Korean Literature and Culture in the Globalizing World
January 26, 2018
Location: National Churchill Library and Center (Gelman Libaray 101a)
Speaker: Sergei O. Kurbanov. Professor, St. Petersburg University; Visiting Scholar, GW Institute for Korean Studies
Abstract: North Korea is usually presented to the public as a dictatorial regime with a hungry population and world-threatening nuclear and missile programs. The perception of North Korea as a “corrupt regime” which “should be dismantled” causes misunderstanding of this country, which leads to ineffective foreign policy decision making along with being surprised when discovering the existence of technology and advanced modern science within the country.

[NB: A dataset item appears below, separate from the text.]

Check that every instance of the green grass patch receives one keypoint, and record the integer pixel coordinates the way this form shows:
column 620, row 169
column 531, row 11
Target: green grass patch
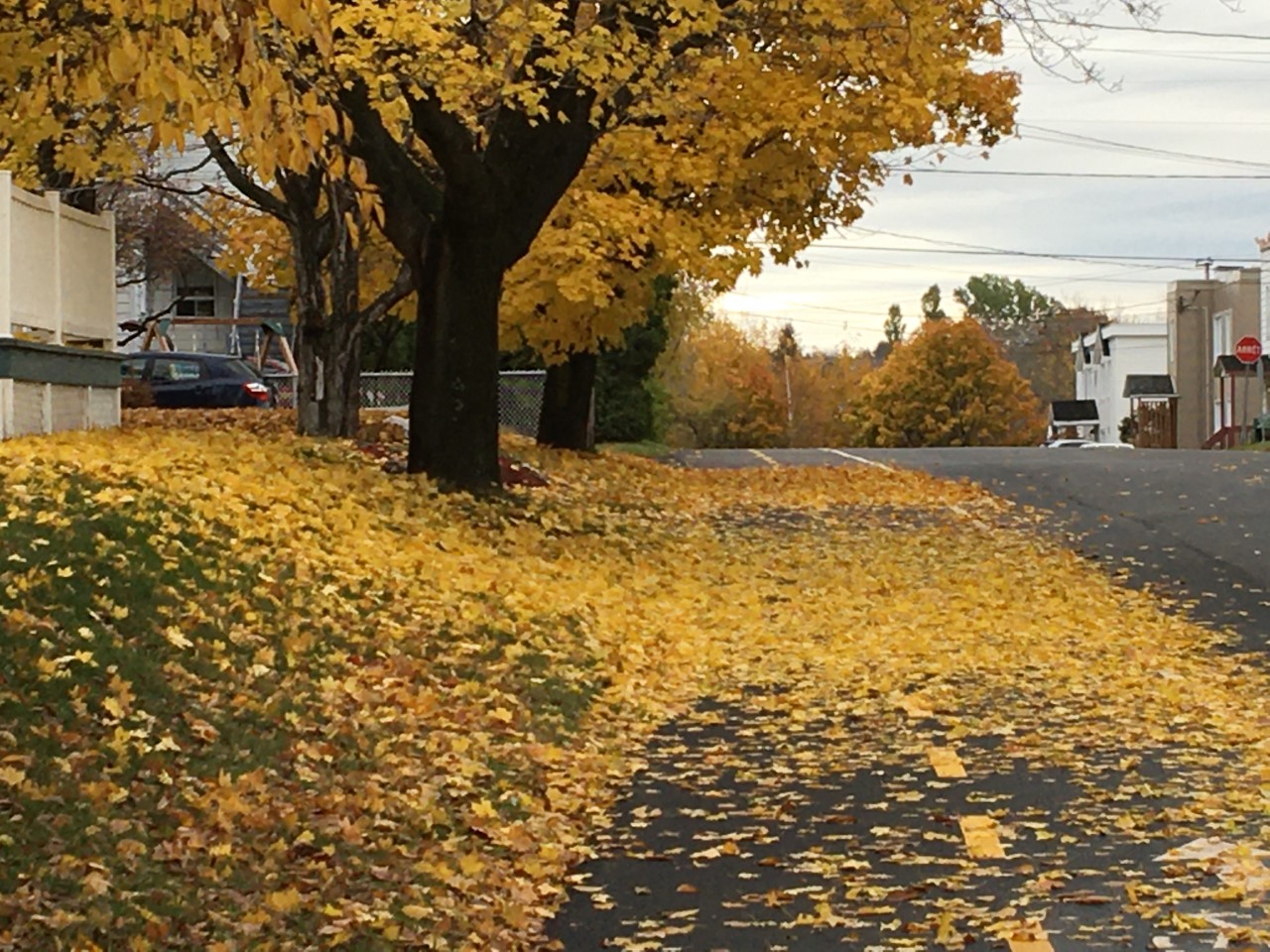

The DPRK is a country with “5000 years of history”, beginning from the Ancient Joseon period (2333 B.C. – 108 B.C.), continuing through the formation of a socialist state in the northern half of the Korean Peninsula in 1945 – 1948. North Korean science and industry also has a long history and background. In the 21st century, North Korean citizens and authorities continue to collect knowledge of the world's modernization processes and strive to follow it.
This talk will give various examples of North Korean modernization and will demonstrate the new look of this country.
Speaker Bio: Sergei O. Kurbanov is a professor and the chair of the newly established Department of Korean Studies at St. Petersburg University. In 1997, he developed and opened the “Korean History Major” BA Program. His spheres of interest are wide, including the general history of Korea (with books published in 2002 and 2009), Korean Confucianism (book in 2007), and the everyday lives of North and South Koreans in 1987 – 2000s (books in 2013 and 2017). He also wrote and compiled a biography (published in 2016) of Kim Gu, the head of the Provisional government of the Republic of Korea in China, as well as a book on the theory of historical science (book in 2016). Currently, Prof. S.O. Kurbanov is undertaking a project to write a book on the history of North Korea between 2000 and 2018.
*This event is co-sponsored by GW Institute for Korean Studies.